Bug 322946

Summary: MYSQL : picture collection and database on a server can handle only one user
Product: [Applications] digikam Reporter: Joerg Beschorner <joerg.beschorner>
Component: Database-MultiusersAssignee: Digikam Developers <digikam-bugs-null>
Status: REPORTED ---    
Severity: wishlist CC: caulier.gilles, dev, metzpinguin, richm+kde, swatilodha27
Priority: NOR    
Version: 3.2.0   
Target Milestone: ---   
Platform: openSUSE   
OS: Linux   
Latest Commit: Version Fixed In:
Sentry Crash Report:
Attachments: attachment-19626-0.html

Description Joerg Beschorner 2013-07-29 13:01:53 UTC
I collect the pictures on a NFS server and installed a MySQL database.
The connection works and after some time of scanning the collection I can access the pictures.
Then I install a second PC and connect in the same way. After scanning I can also access the pictures.
But when I later try to access with the PC No. one it doesn't show the picture collection, even though PC No. two is already switched off.
At the terminal I can see the following:

QSqlDatabasePrivate::removeDatabase: connection 'ConnectionTest' is still in use, all queries will cease to work.
"/org/freedesktop/UDisks2/drives/ST3500418AS_9VM6A3FP" : property "DeviceNumber" does not exist 
"/org/freedesktop/UDisks2/drives/ST3500418AS_9VM6A3FP" : property "Device" does not exist 
"/org/freedesktop/UDisks2/drives/ST3500418AS_9VM6GVEF" : property "DeviceNumber" does not exist 
"/org/freedesktop/UDisks2/drives/ST3500418AS_9VM6GVEF" : property "Device" does not exist 
libv4l2: error getting pixformat: Unpassender IOCTL (I/O-Control) für das Gerät
libv4l2: error getting pixformat: Das Argument ist ungültig

I have to delete the album path and reenter again. Than the scanning starts again.
After this I cant access with PC two.
And so on.

Reproducible: Always

Steps to Reproduce:
1.Connect digikam on PC 1 with  to the server and MySQL
2.Connect digikam on PC 2 with  to the server and MySQL
3.PC 1 lost connection
Actual Results:  
Only one PC is able to access the pictures at the server

Expected Results:  
More then one PC should be able to access the same picture collection (at the same time maybe, but one after the other in every case)

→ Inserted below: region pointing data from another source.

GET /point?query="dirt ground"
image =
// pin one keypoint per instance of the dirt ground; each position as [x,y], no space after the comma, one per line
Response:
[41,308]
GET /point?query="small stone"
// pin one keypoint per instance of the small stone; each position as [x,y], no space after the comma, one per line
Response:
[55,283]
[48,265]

I tried this with the same SQL user at both PCs and with different users. Always the same result.
Comment 1 Joerg Beschorner 2013-11-10 18:42:56 UTC
Hi there, is digikam still alive?

Joerg
Comment 2 swatilodha27 2016-07-06 20:18:02 UTC
Richard,

Could you please tell if it would be helpful to use "MAX_USER_CONNECTIONS" set to 1, while creating users? This would limit the simultaneous connections by an account. And, it would ensure that only "different" accounts access the DB at a time?

Would it be helpful in achieving concurrency? 

Thanks
Comment 3 Richard Mortimer 2016-07-06 23:06:05 UTC
Swati,

That will make no difference at all. Different accounts will still be able to access the same database and it will create a lot of difficult to debug failure modes.
Comment 4 caulier.gilles 2016-07-07 04:01:54 UTC
Richard,

Seriously, Mysql do not have a mechanism to lock database to prevent concurrency access  to the data on the same time ? How it's possible (:=))). Or i miss understand something in database server...

After all, Mysql is not Sqlite. A real server through the network must be able to wrap this king of situation, else it's not a shared data server. Or some logic must be defined in schema to prevent corrupted data in database. I'm lost....

Gilles Caulier
Comment 5 Richard Mortimer 2016-07-07 09:00:27 UTC
Before I answer the direct question let me make it clear that a "user" in this context is actually a "connection" to the shared MySQL database from a running digikam instance. It does not matter whether that connection uses the same login details as another connection or not. It is still operating on the same data.

MySQL has many methods to handle concurrency but locking the database is generally considered a last case scenario and even then it should only be used for short periods of time (sub-second) because any longer and other connections trying to access/change the database would just wait (hang) until the lock was released.

It is difficult to provide a general solution description but there are a number of tools that can be used to build up a solutions:

- first off the database has to be considered the master copy of the data. This is especially important if/when multiple instances of digikam are accessing the database simultaneously. At that point the internal digikam data structures have to be considered a cache (local copy) of the data that may be out of date. Really digikam has to be prepared to accept/work around SQL commands that fail because someone else has changed the shared database state.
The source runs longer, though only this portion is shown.